Neuroinflammation Sensitive Neurons is an important component in the neurobiology of neurodegenerative diseases. This page provides detailed information about its structure, function, and role in disease processes.
This page provides comprehensive information about the cell type. See the content below for detailed information.

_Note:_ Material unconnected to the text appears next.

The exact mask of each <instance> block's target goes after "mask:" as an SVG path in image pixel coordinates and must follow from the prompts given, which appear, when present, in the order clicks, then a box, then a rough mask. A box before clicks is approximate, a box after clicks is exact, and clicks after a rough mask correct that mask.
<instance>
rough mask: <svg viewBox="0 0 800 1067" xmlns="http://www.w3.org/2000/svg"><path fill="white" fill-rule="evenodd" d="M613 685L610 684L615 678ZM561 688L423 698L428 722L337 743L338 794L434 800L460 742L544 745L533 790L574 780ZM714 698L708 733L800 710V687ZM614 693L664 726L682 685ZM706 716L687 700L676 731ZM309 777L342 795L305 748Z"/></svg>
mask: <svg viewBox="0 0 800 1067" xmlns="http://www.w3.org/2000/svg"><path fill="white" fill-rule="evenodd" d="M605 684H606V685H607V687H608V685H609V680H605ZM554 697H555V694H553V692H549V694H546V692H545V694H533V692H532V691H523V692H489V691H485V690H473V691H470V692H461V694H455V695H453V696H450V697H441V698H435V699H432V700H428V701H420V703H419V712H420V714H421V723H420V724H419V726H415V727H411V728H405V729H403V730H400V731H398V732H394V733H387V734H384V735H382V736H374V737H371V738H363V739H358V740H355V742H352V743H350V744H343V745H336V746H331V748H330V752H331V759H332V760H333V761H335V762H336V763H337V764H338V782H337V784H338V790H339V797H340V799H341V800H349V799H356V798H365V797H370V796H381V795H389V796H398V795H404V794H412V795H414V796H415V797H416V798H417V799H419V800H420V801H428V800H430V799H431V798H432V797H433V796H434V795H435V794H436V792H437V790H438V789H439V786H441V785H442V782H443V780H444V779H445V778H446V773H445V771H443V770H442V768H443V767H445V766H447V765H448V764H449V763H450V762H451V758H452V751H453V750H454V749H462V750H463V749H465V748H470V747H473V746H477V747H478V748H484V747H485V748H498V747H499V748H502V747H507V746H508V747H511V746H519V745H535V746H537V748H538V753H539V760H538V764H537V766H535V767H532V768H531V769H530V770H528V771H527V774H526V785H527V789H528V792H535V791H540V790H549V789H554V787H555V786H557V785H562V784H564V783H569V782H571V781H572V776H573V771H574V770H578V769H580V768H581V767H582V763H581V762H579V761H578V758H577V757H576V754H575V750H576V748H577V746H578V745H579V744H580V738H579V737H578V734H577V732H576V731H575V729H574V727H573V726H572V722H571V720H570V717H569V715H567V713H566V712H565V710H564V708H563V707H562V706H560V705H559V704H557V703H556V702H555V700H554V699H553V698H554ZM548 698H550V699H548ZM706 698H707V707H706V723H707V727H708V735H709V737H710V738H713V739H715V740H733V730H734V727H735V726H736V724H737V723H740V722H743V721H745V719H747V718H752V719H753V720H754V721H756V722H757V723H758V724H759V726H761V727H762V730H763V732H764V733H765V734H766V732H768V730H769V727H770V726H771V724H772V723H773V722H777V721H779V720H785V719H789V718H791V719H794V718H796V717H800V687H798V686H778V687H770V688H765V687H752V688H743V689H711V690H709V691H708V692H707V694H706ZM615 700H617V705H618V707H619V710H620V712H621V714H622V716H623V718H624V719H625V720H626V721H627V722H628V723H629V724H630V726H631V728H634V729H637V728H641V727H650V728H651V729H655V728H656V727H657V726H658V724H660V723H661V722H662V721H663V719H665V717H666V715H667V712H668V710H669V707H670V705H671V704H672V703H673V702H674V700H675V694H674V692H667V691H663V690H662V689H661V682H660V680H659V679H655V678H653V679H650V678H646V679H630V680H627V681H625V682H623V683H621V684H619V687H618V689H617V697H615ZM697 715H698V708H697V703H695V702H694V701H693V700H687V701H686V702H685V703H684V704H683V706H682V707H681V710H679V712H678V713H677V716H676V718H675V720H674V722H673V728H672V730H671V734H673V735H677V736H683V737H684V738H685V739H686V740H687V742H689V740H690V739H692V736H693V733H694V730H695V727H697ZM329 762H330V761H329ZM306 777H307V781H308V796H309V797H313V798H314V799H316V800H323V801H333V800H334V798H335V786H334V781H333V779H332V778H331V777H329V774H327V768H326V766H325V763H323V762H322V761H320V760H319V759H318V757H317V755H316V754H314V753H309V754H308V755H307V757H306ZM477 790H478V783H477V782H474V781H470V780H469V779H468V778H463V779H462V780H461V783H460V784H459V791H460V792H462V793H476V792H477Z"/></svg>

Neuroinflammation-sensitive neurons are neuronal populations that are particularly vulnerable to the toxic effects of chronic neuroinflammation. These neurons undergo dysfunction and death when exposed to prolonged inflammatory microenvironments.
- TLRs (Toll-like receptors): Pattern recognition
- RAGE: Advanced glycation end products receptor
- NLRs: NOD-like receptors, inflammasome formation
- cGAS-STING: Cytosolic DNA sensing
- IL-1β: Primary neurotoxic cytokine
- IL-6: Acute phase response
- TNF-α: Potent neurotoxic effects
- IFN-γ: MHC upregulation, antigen presentation
- CXCL10: Chemokine attracting more immune cells
- Dopaminergic neurons
- Highly vulnerable to microglial activation
- NADPH oxidase produces ROS
- iNOS produces nitric oxide
- Oligodendrocytes
- Direct immune attack
- Demyelination
- Precursor cells also affected
- Motor neurons
- Astroglial inflammation
- Complement-mediated damage
- T-cell infiltration
- Microglial activation: Chronic or acute
- Astrocytic dysfunction: Loss of support functions
- Peripheral immune infiltration: Breach of BBB
- Neuronal inflammation: Neurons produce cytokines
- Synaptic stripping: Microglia remove synapses
- Excitotoxicity: GLT-1 downregulation
- Oxidative stress: iNOS, NADPH oxidase
- Energy failure: Mitochondrial dysfunction
- Apoptosis: Death receptor activation
- Microglia-neuron: Direct contact, cytokine signaling
- Astrocyte-neuron: Metabolic support loss
- Oligodendrocyte-neuron: Myelin maintenance
- Minocycline: Microglial inhibitor
- NSAIDs: COX-1/2 inhibition
- Natalizumab: BBB protection
- GLP-1 receptor agonists: Anti-inflammatory
- TREM2 agonists: Enhance phagocytosis
- CSF1R inhibitors: Reduce microglia
- CX3CR1 modulators: Fractalkine signaling
- IL-6, IL-1β, TNF-α in CSF
- Microglial PET imaging
- Neopterin levels
The study of Neuroinflammation Sensitive Neurons has evolved significantly over the past decades. Research in this area has revealed important insights into the underlying mechanisms of neurodegeneration and continues to drive therapeutic development.
Historical context and key discoveries in this field have shaped our current understanding and will continue to guide future research directions.
- Glass, C.K., et al. (2010). Mechanisms underlying inflammation in neurodegeneration. Cell, 140(6), 918-934.
- Block, M.L., & Hong, J.S. (2005). Microglia and inflammation-mediated neurodegeneration. Progress in Neurobiology, 76(2), 77-98.
- Heneka, M.T., et al. (2015). Neuroinflammation in Alzheimer's disease. The Lancet Neurology, 14(4), 388-405.
- Wang, J., et al. (2015). Microglia and Alzheimer's disease. Journal of Alzheimer's Disease, 45(2), 349-360.
- Song, W.M., & Colonna, M. (2018). The identity and function of microglia in neurodegeneration. Nature Immunology, 19(10), 1048-1058.